The Office of the Comptroller of Currency discussed the increasing prevalence of financial fraud at the Women in Housing and Finance Public Policy Luncheon noting its everyday impact in people’s daily lives warrants attention. Acting Comptroller Michael J. Hsu noted that banks and bank regulators can and will need to do more to address fraud. But they cannot solve the problem on their own. Social media platforms, telecommunication companies, email hosts, the U.S. Postal Service, and law enforcement need to step up and do their part as well to keep the proverbial streets clean, safe, and trusted.
The Securities and Exchange Commission, CFPB, Federal Deposit Insurance Corporation, Financial Crimes Enforcement Network, National Credit Union Administration, Office of the Comptroller of the Currency, and state financial regulators issued a statement on elder financial exploitation. The interagency statement provides institutions supervised by the agencies examples of risk management and other practices that can be effective in identifying, preventing, and responding to elder financial abuse.
Charities News
Minnesota Attorney General Keith Ellison shut down a charity after an investigation found alleged self-dealing transactions and governance violations. The settlement with Youth Leadership Academy d/b/a Gar Gaar Family Services (“Gar Gaar”), requires the organization to dissolve in the wake of its violations of state laws. Attorney General Ellison alleged Gar Gaar paid more than $100,000 to a for-profit company owned by two of Gar Gaar’s officers and that an audit found several significant deficiencies in Gar Gaar’s internal controls, among other issues.

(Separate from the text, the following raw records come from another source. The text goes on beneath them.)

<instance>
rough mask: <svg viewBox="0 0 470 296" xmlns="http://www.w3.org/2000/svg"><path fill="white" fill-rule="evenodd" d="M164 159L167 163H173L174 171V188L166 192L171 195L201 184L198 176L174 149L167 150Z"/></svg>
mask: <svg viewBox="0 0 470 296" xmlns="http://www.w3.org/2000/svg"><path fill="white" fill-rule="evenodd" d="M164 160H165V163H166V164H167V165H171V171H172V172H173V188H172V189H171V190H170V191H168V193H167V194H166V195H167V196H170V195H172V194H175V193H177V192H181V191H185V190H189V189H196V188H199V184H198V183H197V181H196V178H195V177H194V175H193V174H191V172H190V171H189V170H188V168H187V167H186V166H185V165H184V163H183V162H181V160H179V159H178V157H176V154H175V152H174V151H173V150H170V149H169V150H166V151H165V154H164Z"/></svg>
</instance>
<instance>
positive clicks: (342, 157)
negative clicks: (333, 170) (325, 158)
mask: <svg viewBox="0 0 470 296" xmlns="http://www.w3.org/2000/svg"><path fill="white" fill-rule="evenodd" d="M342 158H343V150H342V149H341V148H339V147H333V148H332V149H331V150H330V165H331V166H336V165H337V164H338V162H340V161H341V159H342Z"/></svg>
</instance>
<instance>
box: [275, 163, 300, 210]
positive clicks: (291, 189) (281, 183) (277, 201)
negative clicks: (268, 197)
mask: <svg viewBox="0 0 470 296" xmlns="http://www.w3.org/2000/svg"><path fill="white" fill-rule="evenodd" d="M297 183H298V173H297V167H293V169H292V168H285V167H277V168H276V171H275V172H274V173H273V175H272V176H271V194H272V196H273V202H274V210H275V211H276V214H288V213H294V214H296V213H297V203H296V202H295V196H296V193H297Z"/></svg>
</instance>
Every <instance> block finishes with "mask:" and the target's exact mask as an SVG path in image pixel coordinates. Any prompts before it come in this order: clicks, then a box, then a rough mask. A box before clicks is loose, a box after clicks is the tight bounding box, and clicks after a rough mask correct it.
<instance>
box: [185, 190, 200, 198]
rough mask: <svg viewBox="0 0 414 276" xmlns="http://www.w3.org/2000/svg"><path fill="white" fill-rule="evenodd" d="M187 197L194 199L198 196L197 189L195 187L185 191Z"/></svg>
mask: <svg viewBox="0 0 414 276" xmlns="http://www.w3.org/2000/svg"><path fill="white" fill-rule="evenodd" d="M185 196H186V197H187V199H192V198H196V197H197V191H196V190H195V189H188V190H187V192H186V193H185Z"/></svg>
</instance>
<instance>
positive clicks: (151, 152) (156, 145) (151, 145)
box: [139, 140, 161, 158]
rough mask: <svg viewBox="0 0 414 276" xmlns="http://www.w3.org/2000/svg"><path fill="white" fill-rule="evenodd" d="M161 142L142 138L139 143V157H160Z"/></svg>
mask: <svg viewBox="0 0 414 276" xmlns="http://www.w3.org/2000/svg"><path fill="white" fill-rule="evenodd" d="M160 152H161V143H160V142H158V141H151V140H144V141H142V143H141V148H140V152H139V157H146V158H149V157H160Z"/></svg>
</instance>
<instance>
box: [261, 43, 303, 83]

The National Association of State Charities Officials (NASCO) issued its Annual Report on State Enforcement and Regulation. Readers will find reports of enforcement cases, registration activities, outreach efforts and published guidance, as well as regulations and legislation adopted.
At the 2024 NAAG/NASCO Annual Conference, NASCO announced the creation of the Karen Kunstler-Goldman Award for Excellence recognizing excellence in the field of state charity regulation and oversight. The inaugural award, given to New York Deputy Bureau Chief of Charities Karin Kunstler-Goldman on October 9th, and hereafter to be made periodically and at the discretion of the NASCO board of directors, honors select charity regulators who demonstrate many of the qualities and achievements of the award’s namesake. During the conference, NASCO also announced its 2024-2025 officers, naming Beth Short, Director of Outreach and Education, from the Ohio Attorney General Office’s Charitable Law Section as President.
Military & Veterans News
The Department of Justice and the CFPB highlighted federal protections for servicemembers in a letter to financial service providers. The joint letter reminded financial services providers of their responsibility to recognize interest rate protections that exist for servicemembers, recent veterans and their spouses under the Servicemembers Civil Relief Act (SCRA).